In March 2020, Governor Wolf signed a COVID-19 Disaster Declaration to provide increased support for the state’s response to the coronavirus pandemic. In broad terms the declaration was a swift and surgical response to the looming threat of COVID-19. The governor prioritized public health and safety by giving emergency managers and state leaders flexibility and funds to address the pandemic. The declaration gave the Pennsylvania Emergency Management Agency (PEMA) purview over all statewide emergency operations. Commonwealth departments and agencies were able to utilize available resources and personnel to mitigate the damage to government and social support systems.
In broad terms the declaration was a swift and surgical response to the looming threat of COVID-19.
Supply chain procurement was expedited for state agencies. Waivers and extensions were issued to provide for Pennsylvanians and businesses, including the ability to waive the one-week waiting period to receive unemployment compensation and to provide relief from charges for employers.
The declaration allocated much needed funds to PEMA to use for virus mitigation and emergency management. It also allowed PEMA to mission assign the National Guard. This provided various types of support for long term care facilities, including providing direct patient care support, ancillary support and testing at community-based testing sites.
As a result of all these measures, individuals from across the Commonwealth were safer and Pennsylvania was lauded in the press for the governor’s COVID response. Adjusting to the realities of the pandemic was never going to be easy, pleasant, or flawless. Given the unprecedented health challenges of COVID-19, Governor Wolf took the necessary steps to save lives.
We all look forward to returning to a sense of normalcy. Economies can be rebuilt but nothing can reverse the permanence of death. A failure to heed the recommendations from the CDC and Health Department would have exacerbated the pandemic leading to greater loss of life and overwhelming our health system. What good is an open business if everyone in a community is too sick or too afraid to patron that business.
We put in the time, work and came together as a state to handle COVID-19 in the most responsible and effective way possible. Now we’re on track to reopen and get back to the activities we’ve all missed with reassurance that we’ll keep moving in the right direction to mitigate this disease. Pennsylvania now ranks 5th among all 50 states for total vaccinations administered, a total of 9,381,098 vaccines administered.

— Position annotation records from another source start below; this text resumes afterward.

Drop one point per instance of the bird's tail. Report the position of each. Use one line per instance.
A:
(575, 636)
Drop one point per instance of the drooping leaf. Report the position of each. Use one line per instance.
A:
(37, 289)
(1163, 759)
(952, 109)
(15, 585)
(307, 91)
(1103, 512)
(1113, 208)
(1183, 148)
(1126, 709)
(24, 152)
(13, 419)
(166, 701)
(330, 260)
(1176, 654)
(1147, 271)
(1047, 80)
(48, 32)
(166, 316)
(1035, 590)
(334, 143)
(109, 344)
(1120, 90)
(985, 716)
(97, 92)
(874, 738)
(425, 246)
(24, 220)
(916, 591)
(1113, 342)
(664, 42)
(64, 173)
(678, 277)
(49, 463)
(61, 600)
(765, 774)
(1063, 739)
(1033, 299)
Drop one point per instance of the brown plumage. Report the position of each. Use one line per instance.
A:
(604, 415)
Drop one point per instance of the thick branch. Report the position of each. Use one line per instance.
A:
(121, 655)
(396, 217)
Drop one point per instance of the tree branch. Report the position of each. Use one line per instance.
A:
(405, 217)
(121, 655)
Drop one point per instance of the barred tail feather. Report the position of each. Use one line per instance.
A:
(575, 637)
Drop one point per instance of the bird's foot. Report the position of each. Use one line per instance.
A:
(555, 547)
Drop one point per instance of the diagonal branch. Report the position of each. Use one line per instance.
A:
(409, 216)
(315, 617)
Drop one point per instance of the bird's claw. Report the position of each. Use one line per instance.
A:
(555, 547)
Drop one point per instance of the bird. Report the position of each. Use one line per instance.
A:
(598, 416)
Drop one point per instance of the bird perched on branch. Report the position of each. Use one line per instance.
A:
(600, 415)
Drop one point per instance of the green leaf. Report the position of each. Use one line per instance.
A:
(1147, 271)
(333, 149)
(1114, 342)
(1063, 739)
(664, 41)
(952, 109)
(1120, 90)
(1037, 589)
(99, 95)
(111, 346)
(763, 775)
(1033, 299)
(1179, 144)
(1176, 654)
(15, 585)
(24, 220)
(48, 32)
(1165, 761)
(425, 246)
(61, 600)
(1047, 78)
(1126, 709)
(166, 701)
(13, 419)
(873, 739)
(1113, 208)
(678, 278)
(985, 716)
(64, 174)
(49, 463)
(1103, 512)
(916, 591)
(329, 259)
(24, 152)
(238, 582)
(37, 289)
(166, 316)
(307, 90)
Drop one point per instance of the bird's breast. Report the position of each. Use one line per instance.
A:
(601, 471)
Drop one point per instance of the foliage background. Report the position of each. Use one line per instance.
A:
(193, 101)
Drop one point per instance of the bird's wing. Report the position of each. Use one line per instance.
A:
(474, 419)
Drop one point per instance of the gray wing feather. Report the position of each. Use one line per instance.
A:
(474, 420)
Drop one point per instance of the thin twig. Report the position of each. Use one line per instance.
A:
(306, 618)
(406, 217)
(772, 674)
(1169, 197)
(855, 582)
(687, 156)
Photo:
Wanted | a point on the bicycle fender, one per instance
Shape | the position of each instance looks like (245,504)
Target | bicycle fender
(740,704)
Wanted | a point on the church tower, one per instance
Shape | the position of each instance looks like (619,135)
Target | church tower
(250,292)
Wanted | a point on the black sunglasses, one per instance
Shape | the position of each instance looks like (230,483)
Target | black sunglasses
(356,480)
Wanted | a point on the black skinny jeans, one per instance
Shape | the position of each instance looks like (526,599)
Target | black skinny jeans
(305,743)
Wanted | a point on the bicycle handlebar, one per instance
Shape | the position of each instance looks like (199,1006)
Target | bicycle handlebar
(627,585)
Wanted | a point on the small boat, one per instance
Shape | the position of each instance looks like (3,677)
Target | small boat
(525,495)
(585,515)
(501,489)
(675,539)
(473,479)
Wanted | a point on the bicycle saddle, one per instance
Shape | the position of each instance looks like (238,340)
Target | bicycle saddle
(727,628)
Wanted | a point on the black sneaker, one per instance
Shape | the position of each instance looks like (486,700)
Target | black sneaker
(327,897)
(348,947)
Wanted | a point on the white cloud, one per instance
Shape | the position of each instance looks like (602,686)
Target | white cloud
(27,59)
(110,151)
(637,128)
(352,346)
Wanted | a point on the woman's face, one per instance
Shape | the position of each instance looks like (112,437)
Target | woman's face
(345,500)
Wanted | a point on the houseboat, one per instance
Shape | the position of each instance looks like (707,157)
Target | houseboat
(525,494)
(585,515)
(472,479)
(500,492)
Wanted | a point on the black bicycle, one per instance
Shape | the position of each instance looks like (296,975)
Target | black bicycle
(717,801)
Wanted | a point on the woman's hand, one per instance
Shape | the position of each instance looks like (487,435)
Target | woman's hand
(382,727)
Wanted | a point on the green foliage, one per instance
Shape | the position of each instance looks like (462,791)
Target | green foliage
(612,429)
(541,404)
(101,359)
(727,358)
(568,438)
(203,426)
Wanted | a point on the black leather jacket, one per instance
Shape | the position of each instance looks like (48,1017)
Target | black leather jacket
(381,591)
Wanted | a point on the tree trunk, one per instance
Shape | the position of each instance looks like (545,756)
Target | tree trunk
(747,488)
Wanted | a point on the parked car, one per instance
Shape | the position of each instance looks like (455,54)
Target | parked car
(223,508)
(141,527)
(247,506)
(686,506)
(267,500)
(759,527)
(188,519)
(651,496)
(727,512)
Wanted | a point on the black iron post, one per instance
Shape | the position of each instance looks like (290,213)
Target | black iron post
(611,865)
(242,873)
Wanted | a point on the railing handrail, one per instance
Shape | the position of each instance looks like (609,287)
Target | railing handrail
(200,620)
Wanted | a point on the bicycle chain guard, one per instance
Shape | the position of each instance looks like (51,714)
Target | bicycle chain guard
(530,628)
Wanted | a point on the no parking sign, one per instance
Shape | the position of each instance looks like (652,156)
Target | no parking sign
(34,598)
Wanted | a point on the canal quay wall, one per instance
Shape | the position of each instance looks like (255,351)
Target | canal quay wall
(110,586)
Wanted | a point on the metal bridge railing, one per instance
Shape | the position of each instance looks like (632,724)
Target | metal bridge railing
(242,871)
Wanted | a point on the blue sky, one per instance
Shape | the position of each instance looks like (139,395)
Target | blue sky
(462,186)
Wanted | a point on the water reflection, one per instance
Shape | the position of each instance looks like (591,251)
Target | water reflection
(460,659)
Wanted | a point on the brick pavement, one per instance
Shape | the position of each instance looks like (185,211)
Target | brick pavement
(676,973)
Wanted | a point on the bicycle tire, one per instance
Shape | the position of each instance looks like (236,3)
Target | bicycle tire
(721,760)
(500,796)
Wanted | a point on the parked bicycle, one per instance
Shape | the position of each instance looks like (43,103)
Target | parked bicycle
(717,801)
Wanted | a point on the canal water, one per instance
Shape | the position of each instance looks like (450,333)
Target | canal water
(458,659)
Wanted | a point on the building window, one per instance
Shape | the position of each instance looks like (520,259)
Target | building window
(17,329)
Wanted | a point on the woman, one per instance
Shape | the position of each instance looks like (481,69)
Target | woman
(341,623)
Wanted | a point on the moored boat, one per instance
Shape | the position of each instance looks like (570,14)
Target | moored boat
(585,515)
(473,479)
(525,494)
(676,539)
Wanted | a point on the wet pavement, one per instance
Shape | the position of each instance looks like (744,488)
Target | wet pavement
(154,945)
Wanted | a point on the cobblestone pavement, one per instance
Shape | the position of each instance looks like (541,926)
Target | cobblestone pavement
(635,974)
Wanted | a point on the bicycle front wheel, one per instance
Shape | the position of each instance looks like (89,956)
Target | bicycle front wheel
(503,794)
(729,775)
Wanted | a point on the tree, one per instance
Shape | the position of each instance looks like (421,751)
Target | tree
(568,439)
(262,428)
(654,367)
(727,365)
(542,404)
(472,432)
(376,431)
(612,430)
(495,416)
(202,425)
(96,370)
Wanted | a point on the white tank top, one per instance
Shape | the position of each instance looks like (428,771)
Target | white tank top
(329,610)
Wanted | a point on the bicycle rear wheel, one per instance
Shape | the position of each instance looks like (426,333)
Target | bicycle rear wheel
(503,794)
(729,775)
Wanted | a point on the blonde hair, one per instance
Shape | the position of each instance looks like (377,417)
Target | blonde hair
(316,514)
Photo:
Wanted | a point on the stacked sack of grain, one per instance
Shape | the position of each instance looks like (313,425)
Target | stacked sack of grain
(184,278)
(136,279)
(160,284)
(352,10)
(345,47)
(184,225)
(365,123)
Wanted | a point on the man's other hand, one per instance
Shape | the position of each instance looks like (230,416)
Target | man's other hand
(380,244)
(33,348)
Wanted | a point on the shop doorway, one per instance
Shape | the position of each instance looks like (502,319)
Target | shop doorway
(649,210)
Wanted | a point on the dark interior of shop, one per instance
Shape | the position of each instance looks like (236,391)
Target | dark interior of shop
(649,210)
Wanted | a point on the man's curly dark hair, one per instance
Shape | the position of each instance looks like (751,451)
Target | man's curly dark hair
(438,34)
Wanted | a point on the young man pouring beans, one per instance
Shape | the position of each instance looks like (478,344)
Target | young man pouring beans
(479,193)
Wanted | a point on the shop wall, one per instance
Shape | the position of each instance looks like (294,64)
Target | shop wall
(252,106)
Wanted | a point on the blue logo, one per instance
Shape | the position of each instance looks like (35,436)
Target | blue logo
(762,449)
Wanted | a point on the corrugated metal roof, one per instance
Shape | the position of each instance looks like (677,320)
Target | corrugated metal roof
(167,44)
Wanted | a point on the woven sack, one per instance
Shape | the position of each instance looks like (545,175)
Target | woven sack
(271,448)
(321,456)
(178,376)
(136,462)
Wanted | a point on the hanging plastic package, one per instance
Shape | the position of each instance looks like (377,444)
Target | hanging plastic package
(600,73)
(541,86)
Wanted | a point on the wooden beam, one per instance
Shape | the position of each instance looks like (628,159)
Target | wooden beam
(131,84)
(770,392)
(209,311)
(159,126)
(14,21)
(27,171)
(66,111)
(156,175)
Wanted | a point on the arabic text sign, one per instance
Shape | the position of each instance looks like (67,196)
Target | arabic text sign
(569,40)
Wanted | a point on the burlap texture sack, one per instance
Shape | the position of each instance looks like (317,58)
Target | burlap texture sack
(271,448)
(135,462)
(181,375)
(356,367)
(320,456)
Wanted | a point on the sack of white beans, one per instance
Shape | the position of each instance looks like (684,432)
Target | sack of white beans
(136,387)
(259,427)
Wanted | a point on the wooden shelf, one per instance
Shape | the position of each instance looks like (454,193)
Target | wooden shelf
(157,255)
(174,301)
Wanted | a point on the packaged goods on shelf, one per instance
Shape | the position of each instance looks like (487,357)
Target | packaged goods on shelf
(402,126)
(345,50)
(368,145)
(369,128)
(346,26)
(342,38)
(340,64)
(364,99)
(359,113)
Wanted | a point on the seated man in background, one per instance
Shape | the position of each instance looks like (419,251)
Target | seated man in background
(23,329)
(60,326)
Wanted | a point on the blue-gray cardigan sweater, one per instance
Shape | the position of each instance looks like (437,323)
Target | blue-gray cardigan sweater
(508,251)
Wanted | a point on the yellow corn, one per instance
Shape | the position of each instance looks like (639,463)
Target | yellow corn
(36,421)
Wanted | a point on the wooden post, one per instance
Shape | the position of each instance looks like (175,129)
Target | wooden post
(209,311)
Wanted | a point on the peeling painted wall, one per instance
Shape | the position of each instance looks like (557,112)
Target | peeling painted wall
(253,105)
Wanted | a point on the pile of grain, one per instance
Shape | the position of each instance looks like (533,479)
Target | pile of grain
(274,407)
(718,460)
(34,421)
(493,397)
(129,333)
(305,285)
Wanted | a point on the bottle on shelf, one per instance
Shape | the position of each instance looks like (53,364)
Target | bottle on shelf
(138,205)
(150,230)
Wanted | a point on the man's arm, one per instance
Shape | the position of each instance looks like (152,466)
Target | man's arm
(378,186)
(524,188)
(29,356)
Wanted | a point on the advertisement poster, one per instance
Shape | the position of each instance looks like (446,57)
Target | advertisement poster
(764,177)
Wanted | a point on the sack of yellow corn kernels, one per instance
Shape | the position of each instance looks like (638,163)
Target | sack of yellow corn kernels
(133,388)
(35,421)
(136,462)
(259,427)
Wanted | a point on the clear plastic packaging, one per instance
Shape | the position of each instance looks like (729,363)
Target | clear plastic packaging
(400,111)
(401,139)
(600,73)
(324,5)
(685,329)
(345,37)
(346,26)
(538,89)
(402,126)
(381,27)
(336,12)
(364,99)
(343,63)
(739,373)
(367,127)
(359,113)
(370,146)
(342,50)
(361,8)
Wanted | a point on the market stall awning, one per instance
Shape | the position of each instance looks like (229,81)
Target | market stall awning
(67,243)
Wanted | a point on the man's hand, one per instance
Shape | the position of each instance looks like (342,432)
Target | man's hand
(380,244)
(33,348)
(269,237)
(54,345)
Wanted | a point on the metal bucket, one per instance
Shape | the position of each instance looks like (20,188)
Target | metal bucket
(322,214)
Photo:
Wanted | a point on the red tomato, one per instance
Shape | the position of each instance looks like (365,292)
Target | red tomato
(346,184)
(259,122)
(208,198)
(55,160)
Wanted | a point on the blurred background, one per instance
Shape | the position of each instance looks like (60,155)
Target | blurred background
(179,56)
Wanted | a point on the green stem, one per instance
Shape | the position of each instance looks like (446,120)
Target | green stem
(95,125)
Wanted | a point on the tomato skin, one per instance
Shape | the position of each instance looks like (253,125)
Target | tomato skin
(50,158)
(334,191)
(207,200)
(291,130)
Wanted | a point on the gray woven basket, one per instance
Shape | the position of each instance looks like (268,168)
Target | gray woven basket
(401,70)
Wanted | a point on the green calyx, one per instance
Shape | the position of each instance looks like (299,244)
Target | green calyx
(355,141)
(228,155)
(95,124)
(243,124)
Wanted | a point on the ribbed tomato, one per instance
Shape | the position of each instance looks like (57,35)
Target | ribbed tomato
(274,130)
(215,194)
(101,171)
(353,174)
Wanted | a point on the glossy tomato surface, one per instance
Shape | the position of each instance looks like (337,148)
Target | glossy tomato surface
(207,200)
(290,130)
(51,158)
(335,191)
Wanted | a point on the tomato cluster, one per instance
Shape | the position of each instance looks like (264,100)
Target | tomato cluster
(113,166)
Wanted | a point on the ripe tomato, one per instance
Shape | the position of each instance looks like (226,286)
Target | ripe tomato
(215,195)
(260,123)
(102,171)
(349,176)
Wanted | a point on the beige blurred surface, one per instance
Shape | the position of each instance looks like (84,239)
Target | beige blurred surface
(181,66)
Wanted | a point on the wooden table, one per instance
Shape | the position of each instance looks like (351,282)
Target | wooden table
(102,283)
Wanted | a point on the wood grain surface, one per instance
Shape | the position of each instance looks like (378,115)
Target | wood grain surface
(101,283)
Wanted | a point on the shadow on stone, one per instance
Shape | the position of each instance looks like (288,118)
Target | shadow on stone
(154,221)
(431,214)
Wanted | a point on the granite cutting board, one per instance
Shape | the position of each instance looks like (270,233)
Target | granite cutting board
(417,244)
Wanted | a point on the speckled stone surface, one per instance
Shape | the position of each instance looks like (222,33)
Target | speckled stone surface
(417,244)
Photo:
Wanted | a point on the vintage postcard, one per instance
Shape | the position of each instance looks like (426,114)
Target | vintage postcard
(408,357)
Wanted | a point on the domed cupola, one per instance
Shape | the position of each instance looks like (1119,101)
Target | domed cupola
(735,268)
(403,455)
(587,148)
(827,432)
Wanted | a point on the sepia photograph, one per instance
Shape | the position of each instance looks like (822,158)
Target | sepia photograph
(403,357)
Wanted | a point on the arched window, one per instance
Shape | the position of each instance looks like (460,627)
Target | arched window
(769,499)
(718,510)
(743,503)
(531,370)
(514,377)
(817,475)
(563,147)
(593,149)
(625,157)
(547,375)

At its core, the vote on these ballot questions should not be political. These questions are really asking if we as a Commonwealth want to make sure experts continue to have the authority and autonomy to do their job, in the best way possible. The Pennsylvania General Assembly is not known for finding consensus, even on measures polling shows Pennsylvanians broadly support. Raising the minimum wage, common-sense gun reform and ending the prohibition of cannabis are prime examples. Hoping for more than 300 legislators to find common ground during a crisis is a recipe for disaster.
Hoping for more than 300 legislators to find common ground during a crisis is a recipe for disaster.
So, what does a “No” vote on the first two ballot questions really mean. On the first ballot question, voting “No” would mean the law would stay as is, with Pennsylvania’s Governor having the constitutional authority to end a disaster declaration unless the General Assembly decides to overturn the declaration with a two-thirds vote. On the second ballot question, a “No” vote would again mean the law stays as is. The governor will retain the authority to issue emergency declarations without a 21-day limitation. PEMA Director Randy Padfield has stressed that curtailing the governor’s executive powers during a crisis could have real, even tragic, consequences when it comes to responding to emergencies, especially in disasters that occur frequently in the Commonwealth like flooding.
On Tuesday, millions of Pennsylvanians will have the opportunity to make their voices heard and affirm that our Governor, PEMA and other state health leaders are capable and qualified to effectively respond to emergencies in this Commonwealth. Personally, I’ll be voting “No” on ballot questions 1 and 2 because I believe the Governor acted prudently within his constitutional authority, in the best interest of the citizens of our Commonwealth. The assertion by some that Governor Wolf has acted in a dictatorial fashion couldn’t be further from the truth.
Moreover, legislative quagmire is ill-suited for an emergency especially when the lives of Pennsylvanians are at risk. The bottom line is flexible disaster emergency declarations allow emergency officials to meet the needs of communities before, during and after an emergency. Governor Wolf exercised his constitutional powers to save lives. The legislature’s inability to get the necessary votes to end his executive action should not result in a deconstruction of our democracy.
Senator Sharif Street is a Democratic member of the Pennsylvania State Senate representing District 3.